少子高齢化とGDP・社会保障
Impact of Aging Societyこれまで、日本の総人口が減っていくペース、高齢化率29.4%が意味するもの、生産年齢人口の先細りを、それぞれ見てきました。ここでは、この人口の変化が、経済全体の大きさを示すGDPと、暮らしを支える社会保障に、それぞれどう効いてくるのかを整理します。
支え手の変化を、ひとつの数字で見る
高齢化のインパクトは、ひとつの数字によく表れています。65歳以上の人を、何人の現役世代(15〜64歳)で支えているかという比率です。2020年時点では、65歳以上1人を現役世代2.1人で支えていました。これが、2070年には65歳以上1人を現役世代1.3人で支える計算になると推計されています(国立社会保障・人口問題研究所「日本の将来推計人口」令和5年推計)。
2.1人で支える社会は、大勢で1人を担ぎ上げる騎馬戦に近い体制です。1.3人で支える社会は、ほぼ1人が1人を背負う肩車に近づきます。担ぐ人数が減れば、1人あたりの負担は重くなります。高齢化率29.4%という数字の背景には、この支え手の変化があります。
GDPへの効き方
経済全体の生産量を示すGDPは、大まかに言えば「働く人の数」と「一人ひとりが生み出す価値(生産性)」のかけ算で決まります。生産年齢人口が減り続けるということは、働き手の数という面では、GDPにとって逆風が吹き続けるということです。
ただし、これは「人口が減れば経済は必ず縮む」という単純な話ではありません。生産性とは何かで扱うように、一人あたりが生み出す価値を高めることができれば、働き手の減少を補う道は残されています。人口という分母の変化と、生産性という分子の変化。この両面を見なければ、GDPへの効き方は正しく読めません。
社会保障への効き方
社会保障給付費138兆円という金額は、年金・医療・介護などの制度を1年間動かすためにかかる費用の合計です。この金額の大きさそのものが、実は人口構造をそのまま映し出しています。65歳以上の人口が増えれば、年金や医療・介護の給付は増えます。一方で、その財源の多くを支える現役世代の保険料や税収は、生産年齢人口の減少とともに伸び悩みます。
つまり、社会保障の給付費が大きくなる理由と、それを支える力が弱くなる理由は、どちらも同じ人口の変化から生まれています。給付費という一つの金額の背後には、支え手が2.1人から1.3人へ変わっていく構図が、そのまま重なっているのです。
ここからは、基礎の一歩先の話です。読み飛ばしても本筋は追えます。
ボーナスから、オーナスへ
人口構成が経済に追い風として働く局面を人口ボーナス(生産年齢人口の割合が高く、経済成長を後押ししやすい人口構成の状態)と呼びます。日本もかつて、高度経済成長期からバブル期にかけて、この人口ボーナスの恩恵を受けていた時期がありました。
逆に、高齢者の割合が増え、支え手である現役世代の割合が減ることで、人口構成そのものが経済の重荷になっていく局面を人口オーナス(生産年齢人口の割合が低下し、人口構成が経済成長の重荷になる状態)と呼びます。オーナス(onus)とは、英語で「重荷」「負担」を意味する言葉です。日本は今、この人口オーナスの局面にあると位置づけられています。

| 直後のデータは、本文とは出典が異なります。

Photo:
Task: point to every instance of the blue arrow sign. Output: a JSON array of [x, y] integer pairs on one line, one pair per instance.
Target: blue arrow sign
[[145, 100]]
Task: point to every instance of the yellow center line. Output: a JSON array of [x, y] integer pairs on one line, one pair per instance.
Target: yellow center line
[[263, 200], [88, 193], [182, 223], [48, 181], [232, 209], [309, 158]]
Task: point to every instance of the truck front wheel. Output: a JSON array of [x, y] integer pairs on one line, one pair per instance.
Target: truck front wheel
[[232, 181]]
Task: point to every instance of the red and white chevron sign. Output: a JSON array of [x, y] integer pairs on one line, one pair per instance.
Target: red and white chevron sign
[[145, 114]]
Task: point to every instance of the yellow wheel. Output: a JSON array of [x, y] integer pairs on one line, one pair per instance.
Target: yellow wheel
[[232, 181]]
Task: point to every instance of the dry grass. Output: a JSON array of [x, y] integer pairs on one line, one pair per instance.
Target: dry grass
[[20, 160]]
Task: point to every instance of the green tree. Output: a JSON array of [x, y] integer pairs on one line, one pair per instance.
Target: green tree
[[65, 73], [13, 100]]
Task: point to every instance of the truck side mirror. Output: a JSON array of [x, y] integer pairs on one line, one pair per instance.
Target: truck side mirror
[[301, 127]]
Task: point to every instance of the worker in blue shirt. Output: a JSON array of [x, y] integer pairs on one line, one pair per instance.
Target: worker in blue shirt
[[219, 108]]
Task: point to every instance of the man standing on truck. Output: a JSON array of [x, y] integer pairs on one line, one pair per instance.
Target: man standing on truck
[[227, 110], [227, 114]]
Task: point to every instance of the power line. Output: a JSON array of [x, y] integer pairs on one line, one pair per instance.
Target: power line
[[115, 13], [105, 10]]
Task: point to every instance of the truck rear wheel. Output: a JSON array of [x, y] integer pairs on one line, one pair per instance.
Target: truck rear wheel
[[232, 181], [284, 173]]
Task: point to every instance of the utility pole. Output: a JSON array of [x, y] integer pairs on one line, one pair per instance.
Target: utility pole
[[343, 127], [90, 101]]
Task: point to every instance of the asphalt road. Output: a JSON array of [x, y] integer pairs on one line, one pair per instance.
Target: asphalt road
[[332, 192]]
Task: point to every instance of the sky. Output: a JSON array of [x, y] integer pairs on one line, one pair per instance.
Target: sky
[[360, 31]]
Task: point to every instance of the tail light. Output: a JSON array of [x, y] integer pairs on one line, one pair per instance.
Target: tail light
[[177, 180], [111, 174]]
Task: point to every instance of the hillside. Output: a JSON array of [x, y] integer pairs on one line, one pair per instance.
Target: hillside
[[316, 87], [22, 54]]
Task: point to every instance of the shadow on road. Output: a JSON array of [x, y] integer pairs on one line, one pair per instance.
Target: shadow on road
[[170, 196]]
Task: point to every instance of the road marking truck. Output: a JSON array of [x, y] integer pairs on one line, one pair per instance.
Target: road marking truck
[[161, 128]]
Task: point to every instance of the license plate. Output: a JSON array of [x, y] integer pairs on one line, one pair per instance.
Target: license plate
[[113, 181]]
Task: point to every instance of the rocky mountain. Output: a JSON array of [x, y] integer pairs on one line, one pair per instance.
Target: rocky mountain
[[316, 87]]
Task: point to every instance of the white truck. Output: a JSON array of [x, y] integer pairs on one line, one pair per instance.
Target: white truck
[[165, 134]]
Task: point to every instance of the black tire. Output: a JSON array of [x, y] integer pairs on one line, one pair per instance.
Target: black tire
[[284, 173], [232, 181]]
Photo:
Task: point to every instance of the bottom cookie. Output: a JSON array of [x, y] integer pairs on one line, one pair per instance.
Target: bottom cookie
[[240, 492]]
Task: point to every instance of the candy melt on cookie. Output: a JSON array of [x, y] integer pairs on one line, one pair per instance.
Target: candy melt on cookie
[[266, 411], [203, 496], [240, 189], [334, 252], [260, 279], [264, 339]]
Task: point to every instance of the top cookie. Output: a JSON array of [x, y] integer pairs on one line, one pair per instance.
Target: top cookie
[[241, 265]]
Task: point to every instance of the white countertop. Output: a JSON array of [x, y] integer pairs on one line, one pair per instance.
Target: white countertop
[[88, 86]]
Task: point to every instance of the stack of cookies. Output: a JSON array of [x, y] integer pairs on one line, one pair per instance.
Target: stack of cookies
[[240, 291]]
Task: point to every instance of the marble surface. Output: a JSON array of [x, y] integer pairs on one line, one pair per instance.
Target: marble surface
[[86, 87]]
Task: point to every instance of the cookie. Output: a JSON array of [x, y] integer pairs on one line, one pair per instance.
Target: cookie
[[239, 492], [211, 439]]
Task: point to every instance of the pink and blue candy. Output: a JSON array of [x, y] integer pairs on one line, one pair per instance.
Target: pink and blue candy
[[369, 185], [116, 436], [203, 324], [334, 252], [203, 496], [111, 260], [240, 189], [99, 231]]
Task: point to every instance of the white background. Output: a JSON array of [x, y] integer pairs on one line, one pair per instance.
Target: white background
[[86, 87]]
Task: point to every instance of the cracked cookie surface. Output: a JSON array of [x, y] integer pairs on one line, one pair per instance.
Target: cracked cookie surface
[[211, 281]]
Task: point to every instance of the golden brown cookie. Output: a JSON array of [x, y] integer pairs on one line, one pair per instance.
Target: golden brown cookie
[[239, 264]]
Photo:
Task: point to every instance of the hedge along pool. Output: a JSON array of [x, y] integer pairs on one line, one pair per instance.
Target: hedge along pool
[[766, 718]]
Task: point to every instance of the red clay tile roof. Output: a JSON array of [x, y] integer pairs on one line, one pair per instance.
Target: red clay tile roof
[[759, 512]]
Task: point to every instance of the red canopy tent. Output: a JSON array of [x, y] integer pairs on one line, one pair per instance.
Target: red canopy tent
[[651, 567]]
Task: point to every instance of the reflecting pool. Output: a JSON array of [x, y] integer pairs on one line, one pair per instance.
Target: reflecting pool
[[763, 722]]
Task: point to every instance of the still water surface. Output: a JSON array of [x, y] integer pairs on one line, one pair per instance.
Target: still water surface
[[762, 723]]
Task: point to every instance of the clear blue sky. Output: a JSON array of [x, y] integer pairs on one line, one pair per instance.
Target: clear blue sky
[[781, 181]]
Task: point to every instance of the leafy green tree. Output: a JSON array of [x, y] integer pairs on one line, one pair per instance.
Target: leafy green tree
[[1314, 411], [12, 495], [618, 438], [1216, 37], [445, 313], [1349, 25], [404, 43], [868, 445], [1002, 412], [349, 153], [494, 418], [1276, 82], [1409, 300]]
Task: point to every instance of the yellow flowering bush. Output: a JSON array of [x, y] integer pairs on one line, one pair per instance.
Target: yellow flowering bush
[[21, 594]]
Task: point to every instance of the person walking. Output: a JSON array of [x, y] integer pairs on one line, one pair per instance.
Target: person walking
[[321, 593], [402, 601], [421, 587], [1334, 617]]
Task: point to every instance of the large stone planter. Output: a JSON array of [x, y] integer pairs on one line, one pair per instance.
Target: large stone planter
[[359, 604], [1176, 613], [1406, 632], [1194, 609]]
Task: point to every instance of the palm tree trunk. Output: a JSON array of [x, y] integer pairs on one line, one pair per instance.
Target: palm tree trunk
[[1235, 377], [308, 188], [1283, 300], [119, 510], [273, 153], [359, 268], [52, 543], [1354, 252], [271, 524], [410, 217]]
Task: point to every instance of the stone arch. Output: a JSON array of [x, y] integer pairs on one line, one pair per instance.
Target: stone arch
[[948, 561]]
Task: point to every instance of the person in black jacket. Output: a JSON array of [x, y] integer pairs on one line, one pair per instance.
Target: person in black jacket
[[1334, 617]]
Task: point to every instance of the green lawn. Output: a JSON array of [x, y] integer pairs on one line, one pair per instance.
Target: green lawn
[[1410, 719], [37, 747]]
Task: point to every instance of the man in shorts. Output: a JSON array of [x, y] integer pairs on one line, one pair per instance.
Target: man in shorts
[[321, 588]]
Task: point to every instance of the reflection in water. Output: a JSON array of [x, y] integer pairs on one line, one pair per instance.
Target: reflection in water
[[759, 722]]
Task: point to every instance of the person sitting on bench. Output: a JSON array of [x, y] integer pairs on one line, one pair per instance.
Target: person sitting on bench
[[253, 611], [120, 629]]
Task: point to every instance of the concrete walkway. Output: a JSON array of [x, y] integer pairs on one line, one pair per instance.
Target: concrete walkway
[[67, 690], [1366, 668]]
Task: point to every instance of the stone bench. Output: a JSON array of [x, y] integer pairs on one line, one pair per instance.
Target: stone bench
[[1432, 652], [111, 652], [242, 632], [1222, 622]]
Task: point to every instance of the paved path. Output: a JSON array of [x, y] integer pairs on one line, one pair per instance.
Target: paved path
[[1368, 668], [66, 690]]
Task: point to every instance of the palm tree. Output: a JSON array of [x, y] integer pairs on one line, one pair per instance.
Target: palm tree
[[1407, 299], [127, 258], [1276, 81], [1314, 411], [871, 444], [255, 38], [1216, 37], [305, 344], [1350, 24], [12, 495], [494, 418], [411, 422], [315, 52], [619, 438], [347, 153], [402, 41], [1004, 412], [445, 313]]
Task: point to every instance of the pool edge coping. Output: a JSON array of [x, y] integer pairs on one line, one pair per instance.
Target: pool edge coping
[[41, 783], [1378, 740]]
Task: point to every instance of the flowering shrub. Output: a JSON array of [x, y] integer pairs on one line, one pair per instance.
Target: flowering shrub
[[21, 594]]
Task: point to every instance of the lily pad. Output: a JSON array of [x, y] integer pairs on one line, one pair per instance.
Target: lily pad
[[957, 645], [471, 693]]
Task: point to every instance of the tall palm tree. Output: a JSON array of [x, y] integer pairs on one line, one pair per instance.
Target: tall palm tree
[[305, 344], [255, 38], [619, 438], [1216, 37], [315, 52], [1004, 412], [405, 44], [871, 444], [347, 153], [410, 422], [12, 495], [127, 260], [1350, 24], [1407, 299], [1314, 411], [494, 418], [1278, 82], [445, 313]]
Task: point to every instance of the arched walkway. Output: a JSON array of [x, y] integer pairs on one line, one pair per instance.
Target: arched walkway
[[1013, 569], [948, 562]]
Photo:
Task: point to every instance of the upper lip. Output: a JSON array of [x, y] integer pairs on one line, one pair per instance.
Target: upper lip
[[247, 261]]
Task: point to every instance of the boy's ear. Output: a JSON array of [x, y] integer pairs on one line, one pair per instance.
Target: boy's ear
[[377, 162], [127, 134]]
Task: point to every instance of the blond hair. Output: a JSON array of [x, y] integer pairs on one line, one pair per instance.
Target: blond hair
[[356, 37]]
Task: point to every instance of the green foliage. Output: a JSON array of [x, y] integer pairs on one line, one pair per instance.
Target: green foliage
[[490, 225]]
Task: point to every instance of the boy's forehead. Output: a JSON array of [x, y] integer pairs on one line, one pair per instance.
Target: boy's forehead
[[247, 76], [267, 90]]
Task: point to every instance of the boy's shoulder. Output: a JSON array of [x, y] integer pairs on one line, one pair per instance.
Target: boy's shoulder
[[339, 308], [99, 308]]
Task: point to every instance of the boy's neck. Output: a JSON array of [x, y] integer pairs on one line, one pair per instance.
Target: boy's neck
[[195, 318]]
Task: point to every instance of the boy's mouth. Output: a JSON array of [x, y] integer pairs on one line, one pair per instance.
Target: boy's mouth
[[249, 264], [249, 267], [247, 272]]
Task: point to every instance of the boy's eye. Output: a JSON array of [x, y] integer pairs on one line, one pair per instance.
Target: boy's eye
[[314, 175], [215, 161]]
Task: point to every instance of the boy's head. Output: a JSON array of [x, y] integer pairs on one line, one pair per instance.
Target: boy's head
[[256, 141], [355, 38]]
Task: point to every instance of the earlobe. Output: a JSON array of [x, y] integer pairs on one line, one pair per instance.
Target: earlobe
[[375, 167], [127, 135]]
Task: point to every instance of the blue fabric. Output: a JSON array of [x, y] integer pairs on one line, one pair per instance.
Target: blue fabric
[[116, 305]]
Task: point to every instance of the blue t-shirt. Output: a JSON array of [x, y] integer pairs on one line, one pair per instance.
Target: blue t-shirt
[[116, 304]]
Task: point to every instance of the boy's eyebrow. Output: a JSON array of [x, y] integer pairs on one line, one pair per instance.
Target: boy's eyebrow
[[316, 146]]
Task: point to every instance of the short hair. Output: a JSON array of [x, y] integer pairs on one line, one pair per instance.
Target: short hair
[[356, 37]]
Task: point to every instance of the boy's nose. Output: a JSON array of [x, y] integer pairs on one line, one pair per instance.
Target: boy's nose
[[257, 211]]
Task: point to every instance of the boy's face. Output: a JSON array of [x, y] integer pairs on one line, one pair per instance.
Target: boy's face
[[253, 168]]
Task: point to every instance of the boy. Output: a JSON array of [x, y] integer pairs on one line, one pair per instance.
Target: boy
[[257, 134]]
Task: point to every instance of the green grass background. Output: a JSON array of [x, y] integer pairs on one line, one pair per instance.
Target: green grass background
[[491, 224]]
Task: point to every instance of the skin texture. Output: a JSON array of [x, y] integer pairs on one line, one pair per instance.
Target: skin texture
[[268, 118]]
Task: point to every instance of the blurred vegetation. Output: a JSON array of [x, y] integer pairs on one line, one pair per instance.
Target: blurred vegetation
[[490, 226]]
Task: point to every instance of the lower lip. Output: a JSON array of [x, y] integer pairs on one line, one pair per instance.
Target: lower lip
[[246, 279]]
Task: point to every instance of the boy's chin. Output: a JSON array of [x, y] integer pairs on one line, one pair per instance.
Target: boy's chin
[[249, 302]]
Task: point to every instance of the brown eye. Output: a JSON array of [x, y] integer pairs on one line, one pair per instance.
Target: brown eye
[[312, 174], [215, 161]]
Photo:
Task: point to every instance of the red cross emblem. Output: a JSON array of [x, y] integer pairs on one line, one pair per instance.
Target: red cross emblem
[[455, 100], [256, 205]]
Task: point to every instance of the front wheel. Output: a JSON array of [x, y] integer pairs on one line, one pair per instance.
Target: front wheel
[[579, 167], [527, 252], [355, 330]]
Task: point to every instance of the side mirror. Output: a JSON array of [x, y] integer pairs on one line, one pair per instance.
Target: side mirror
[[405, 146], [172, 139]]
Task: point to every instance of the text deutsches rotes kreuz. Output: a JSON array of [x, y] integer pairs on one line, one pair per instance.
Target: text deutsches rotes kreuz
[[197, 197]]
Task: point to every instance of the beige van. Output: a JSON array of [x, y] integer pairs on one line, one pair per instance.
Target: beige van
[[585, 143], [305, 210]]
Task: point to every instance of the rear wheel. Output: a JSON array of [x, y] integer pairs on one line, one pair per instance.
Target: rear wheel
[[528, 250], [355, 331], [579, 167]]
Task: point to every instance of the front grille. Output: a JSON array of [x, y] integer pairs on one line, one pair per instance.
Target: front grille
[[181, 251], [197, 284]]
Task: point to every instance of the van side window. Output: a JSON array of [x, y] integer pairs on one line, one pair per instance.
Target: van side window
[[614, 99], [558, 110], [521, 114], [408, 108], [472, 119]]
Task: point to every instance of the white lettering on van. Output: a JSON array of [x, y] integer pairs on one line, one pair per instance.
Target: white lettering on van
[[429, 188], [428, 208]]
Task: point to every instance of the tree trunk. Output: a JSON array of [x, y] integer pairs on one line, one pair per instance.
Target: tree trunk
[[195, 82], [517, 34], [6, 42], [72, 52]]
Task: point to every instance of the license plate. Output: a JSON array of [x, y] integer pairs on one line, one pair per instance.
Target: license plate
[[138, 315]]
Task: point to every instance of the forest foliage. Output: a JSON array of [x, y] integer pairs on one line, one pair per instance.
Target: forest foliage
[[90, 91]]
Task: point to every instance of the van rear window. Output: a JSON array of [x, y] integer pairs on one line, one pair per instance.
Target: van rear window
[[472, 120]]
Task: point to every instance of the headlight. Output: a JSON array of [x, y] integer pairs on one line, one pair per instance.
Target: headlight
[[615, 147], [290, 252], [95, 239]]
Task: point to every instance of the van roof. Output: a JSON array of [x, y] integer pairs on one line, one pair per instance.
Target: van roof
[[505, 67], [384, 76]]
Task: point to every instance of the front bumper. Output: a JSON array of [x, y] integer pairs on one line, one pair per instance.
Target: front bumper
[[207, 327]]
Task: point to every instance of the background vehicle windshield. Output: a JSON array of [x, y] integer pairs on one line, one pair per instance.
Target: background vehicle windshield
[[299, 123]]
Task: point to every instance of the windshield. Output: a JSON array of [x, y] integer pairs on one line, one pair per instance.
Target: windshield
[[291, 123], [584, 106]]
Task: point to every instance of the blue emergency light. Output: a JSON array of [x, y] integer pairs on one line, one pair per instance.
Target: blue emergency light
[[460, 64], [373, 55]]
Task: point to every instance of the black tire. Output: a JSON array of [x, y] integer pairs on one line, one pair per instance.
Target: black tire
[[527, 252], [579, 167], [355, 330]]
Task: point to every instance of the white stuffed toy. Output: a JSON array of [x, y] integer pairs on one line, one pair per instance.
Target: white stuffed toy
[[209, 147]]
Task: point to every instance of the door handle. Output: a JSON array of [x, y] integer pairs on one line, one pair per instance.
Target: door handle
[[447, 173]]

人口構成は、良い悪いという評価の対象というより、経済を考えるうえでの前提条件です。今どちらの局面にいるかを知っておくことが、ニュースの数字を読むうえでの土台になります。
「支え手を増やす」には、どんな選択肢がありうるでしょうか?
ヒント: 支え手=現役世代の人数そのものを増やす方法と、支える力(生産性や制度)を強くする方法、両方の角度から考えてみましょう。
社会保障の議論と人口の議論が、実は同じ話である理由を、自分の言葉で説明してみてください。
ヒント: このページで見た「給付費」と「支え手の比率」が、同じ変化のどちらの面を見ているかを思い出しましょう。